Pemberitaan penyerangan dan pembubaran, mengungkap semua anatomi prosesnya. Mulai dari ada yang menanyakan ke panitia soal kehadiran Gatot Nurmantyo, ada demo di depan hotel yang memprotes dan menuding beberapa tokoh peserta diskusi sebagai pemecah belah persatuan bangsa, perusuh yang “ditemani” Kapolsek Mampang sebelum penyerangan, hingga penyerangan brutal mencabut backdrop, merusak properti hotel dan bermesraan dengan perusuh, saling berangkulan.
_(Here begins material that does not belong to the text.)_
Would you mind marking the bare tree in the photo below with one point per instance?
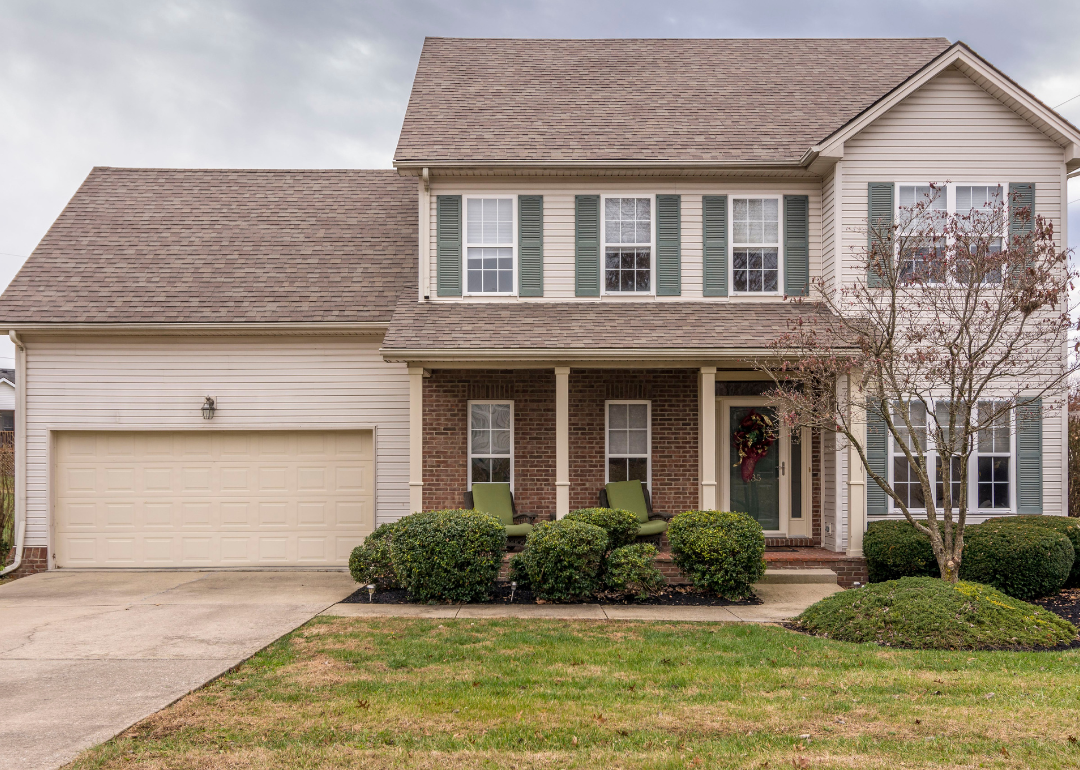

Polisi yg selalu bertindak refresif terhadap mahasiswa yang demo, ini malah berangkulan dg perusuh yang sudah jelas melakukan tindak pidana. Merusak, membubarkan, mengancam, memukul Satpam, yang menurut mantan Danjen Kopassus Mayjen (Pur) Sunarko bukan delik aduan, malah saling berangkulan.
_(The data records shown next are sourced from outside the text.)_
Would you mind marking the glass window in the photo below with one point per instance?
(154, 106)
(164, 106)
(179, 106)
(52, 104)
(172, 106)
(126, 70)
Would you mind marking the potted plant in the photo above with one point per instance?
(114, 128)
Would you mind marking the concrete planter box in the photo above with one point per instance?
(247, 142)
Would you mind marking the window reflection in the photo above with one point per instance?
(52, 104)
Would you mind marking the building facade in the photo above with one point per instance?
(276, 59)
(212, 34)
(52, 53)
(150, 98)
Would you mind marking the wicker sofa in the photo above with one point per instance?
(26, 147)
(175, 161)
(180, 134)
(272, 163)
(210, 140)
Kapolsek didukung Kapolres yang pada awal kejadian seolah menyalahkan panitia diskusi, tidak ada ijin. Kemudian bertindak gercep, via Wakapolda Metro Jaya dengan mengumumkan telah menangkap 5 (lima) perusuh dua diantaranya tersangka, dan 11 oknum polisi termasuk Kapolsek terperiksa. Makin kuat “tekanan” nitizen sampai akhirnya Kapolri membuat pernyataan tegas, tidak mentolelir premanisme. Tersangka bertambah 1 dan oknum polisi terperiksa bertambah dari 11 menjadi 30.
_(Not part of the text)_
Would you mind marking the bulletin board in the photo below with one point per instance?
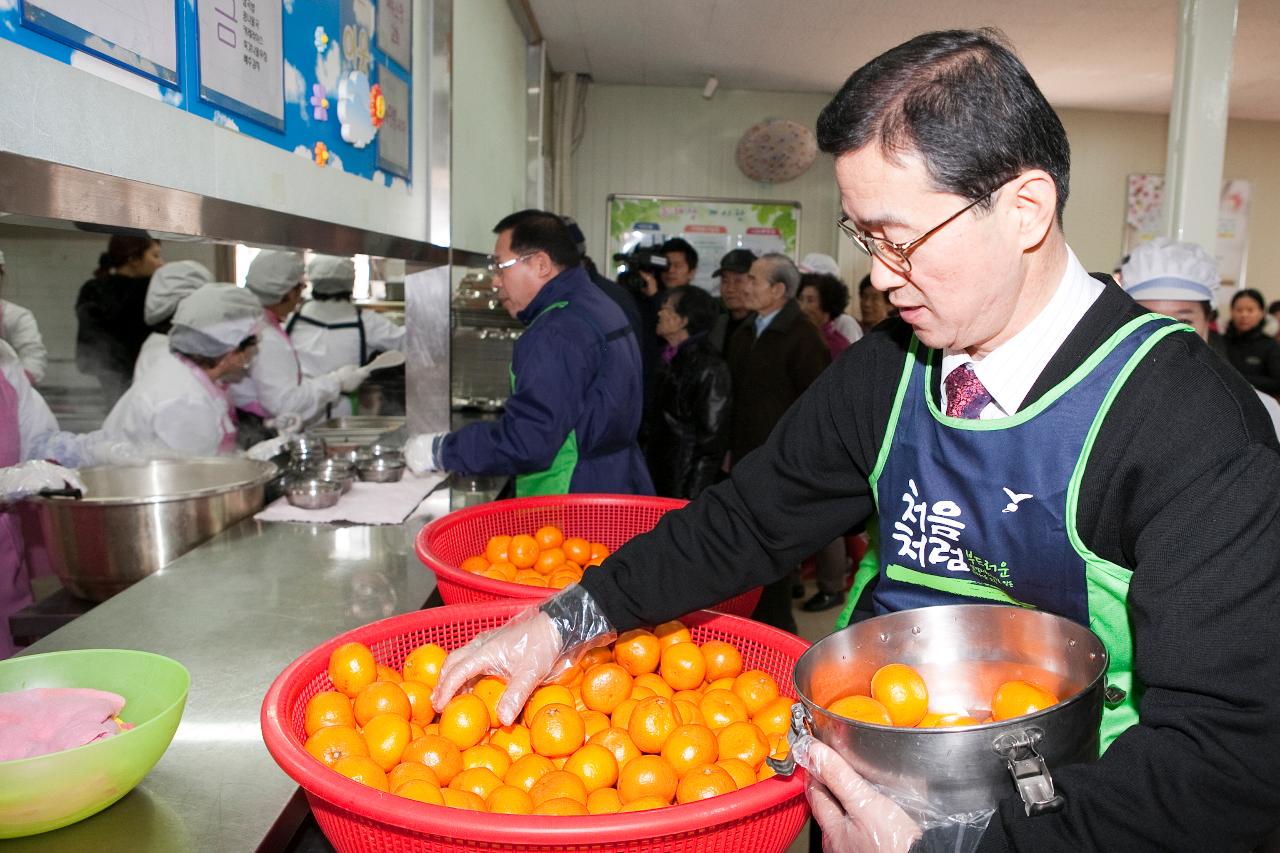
(712, 226)
(305, 76)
Bagaimana dengan pemberitaan Fufufafa? Berhasilkah pengalihan isu berita pembubaran diskusi mengalahkan Fufufafa. Nampaknya hanya bertahan paling lama 10 hari, sementara pelantikan Pragib masih lama. Nampaknya pelantikan “Fufufafa” bakal dibatalkan.
Setidaknya dua ahli Hukum Tatanegara, Rafly Harun dan Ferry Amsari makin mendapat dukungan. Menurut mereka, prosesi Pilpres belum selesai sebelum pelantikan. Masih ada kemungkinan KPU membatalkan Gibran si”Fufufafa” karena tidak layak sebagai Wapres.
Sebagai orangtua Gibran yang masih Presiden RI, Jokowi tentu tidak akan diam, dia pasti akan melakukan “serangan balik”. Tidak mustahil, Jokowi akan mengikuti trik Pangeran Samber Nyowo yang terkenal : “Tijitibeh” mati siji mati kabeh (mati satu mati semua). Mumpung prosesi Pilpres “belum selesai” sebagai Raja Jawa, Jokowi bisa menitahkan MK dan KPU untuk mengumukan Pemenang Pillres pasangan 01.
Mungkin “serangan’ ke Jokowi reda. Bahkan, mungkin mendapat simpati. Sementara pelantikan bisa bergeser. Biar sama-sama “mati” atau hancur. Jika Gibran tak dilantik sebagai Wapres, Prabowo pun selayaknya juga tidak. Ibarat pepatah menang jadi abu, kalah jadi arang. Allahu a’lam.